M. le président Christian Poncelet a opportunément rappelé, devant le dernier congrès de l'Association des maires de France et des présidents des communautés de France, que « nous devrons réfléchir à l'organisation institutionnelle de nos différents niveaux de collectivités locales , pour éviter que sa complexité croissante soit un obstacle à l'adhésion des Français. De ce point de vue, l'élection directe des instances intercommunales (...) me semble inséparable de cette réflexion puisqu'elle consacrera, de fait, la naissance d'une nouvelle catégorie de collectivités territoriales dans notre pays ».
Notre pays peut-il sans réflexion suffisante continuer « d'empiler » les échelons administratifs ?
Une telle question peut-elle être tranchée par le vote d'une disposition issue d'un amendement ?
e) Ne pas briser la confiance pour consolider l'intercommunalité
La décision sur cette question n'a rien d'urgent, puisque l'élection au suffrage universel direct des conseillers communautaires n'interviendrait pas, au plus tôt, avant 2007, année du prochain renouvellement général des conseils municipaux.
D'ailleurs, l'Assemblée nationale s'est elle-même limitée à l'adoption d'un principe, sans en fixer les modalités qui, on l'a vu, pour certaines d'entre elles méritent des investigations supplémentaires (par exemple, pour la détermination du mode de scrutin dans les communes de moins de 3.500 habitants). Le vote d'un principe sans valeur normative peut néanmoins avoir un certain impact qu'il ne faut pas négliger.
Votre rapporteur tient à souligner que l'intercommunalité a progressé ces dernières années parce qu'elle s'est réalisée dans un climat de confiance entre communautés et communes. La consolidation de l'intercommunalité suppose la préservation de cette confiance.
Une annonce par voie législative du changement de mode d'élection des délégués intercommunaux doit, pour ne pas compromettre cette confiance indispensable à la coopération intercommunale, être assortie de principes rigoureux qui fixent des orientations préservant l'identité communale.
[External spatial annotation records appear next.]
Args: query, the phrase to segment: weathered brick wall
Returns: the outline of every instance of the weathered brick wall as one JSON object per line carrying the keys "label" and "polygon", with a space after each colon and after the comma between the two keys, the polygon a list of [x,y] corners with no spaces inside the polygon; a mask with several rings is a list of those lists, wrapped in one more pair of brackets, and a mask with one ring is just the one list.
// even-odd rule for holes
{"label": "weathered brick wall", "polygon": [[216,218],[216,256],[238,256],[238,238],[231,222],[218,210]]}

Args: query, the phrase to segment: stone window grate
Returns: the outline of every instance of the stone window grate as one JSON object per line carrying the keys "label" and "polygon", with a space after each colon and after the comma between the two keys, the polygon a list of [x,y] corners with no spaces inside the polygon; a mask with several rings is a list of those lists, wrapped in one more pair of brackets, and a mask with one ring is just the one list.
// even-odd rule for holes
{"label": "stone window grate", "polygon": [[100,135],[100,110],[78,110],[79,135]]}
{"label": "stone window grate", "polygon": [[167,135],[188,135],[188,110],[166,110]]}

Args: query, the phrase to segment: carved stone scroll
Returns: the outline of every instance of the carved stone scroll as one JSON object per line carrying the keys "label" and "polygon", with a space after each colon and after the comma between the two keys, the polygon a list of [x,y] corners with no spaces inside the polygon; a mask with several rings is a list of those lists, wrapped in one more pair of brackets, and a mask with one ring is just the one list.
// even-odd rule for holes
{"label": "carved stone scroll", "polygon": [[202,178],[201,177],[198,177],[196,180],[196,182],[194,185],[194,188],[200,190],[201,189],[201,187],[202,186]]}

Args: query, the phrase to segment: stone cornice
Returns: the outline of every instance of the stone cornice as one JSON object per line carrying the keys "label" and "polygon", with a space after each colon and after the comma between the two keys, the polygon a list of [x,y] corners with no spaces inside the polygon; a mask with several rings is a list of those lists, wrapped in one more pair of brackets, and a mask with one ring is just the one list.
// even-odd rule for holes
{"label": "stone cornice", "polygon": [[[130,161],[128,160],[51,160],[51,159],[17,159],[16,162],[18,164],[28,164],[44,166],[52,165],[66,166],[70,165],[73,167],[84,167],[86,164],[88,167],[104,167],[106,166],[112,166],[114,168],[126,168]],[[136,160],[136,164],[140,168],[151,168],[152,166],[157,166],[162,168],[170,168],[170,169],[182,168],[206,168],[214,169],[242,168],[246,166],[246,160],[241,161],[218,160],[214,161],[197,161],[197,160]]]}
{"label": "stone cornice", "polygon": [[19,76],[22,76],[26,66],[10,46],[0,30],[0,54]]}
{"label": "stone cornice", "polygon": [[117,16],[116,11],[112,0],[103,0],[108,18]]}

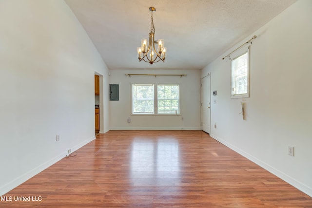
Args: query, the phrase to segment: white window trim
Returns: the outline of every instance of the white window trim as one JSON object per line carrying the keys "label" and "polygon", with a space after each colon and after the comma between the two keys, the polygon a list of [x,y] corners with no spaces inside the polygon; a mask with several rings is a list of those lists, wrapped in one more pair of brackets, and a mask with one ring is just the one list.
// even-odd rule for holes
{"label": "white window trim", "polygon": [[[247,52],[248,53],[248,70],[247,70],[247,93],[245,94],[240,94],[240,95],[232,95],[232,60],[233,59],[236,59],[236,58],[237,58],[238,57],[240,57],[241,56],[242,56],[243,54],[245,54],[246,52]],[[242,52],[242,53],[240,53],[239,54],[239,55],[237,56],[235,56],[235,57],[233,59],[231,59],[231,73],[230,73],[230,76],[231,76],[231,84],[230,84],[230,87],[231,87],[231,90],[230,90],[230,93],[231,93],[231,98],[232,99],[234,99],[234,98],[246,98],[246,97],[249,97],[249,92],[250,92],[250,46],[249,46],[247,49],[247,50],[244,50],[243,52]]]}
{"label": "white window trim", "polygon": [[[133,112],[133,102],[132,100],[132,86],[133,85],[154,85],[154,113],[134,113]],[[157,111],[157,106],[158,106],[158,97],[157,97],[157,87],[158,85],[178,85],[179,86],[179,113],[173,113],[173,114],[169,114],[169,113],[158,113]],[[162,83],[132,83],[130,84],[130,99],[131,102],[131,106],[130,106],[130,115],[133,116],[181,116],[182,115],[182,112],[181,111],[181,94],[180,92],[181,92],[181,85],[180,84],[162,84]]]}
Devant le congrès des l'Association des maires de France et des présidents de communautés de France, M. Christian Poncelet, président du Sénat, a affirmé à juste titre que « l'élection directe ne peut être que le couronnement d'un processus intercommunal réussi ». Il a ajouté que « prendre une décision dès aujourd'hui serait à la fois prématuré, inutile, voire contre-productif ».
On observera, en outre, qu'un engagement prématuré vers l'élection au suffrage universel direct des conseillers communautaires pourrait avoir aussi pour conséquence, dans les faits, de figer des périmètres de communautés alors que certaines évolutions pourraient s'avérer utiles.
Si retenir le principe, à la condition de l'encadrer strictement afin de préserver l'identité communale , apparaît possible, en revanche, il est indispensable de poursuivre la réflexion avant d'en arrêter les modalités et la date de mise en oeuvre.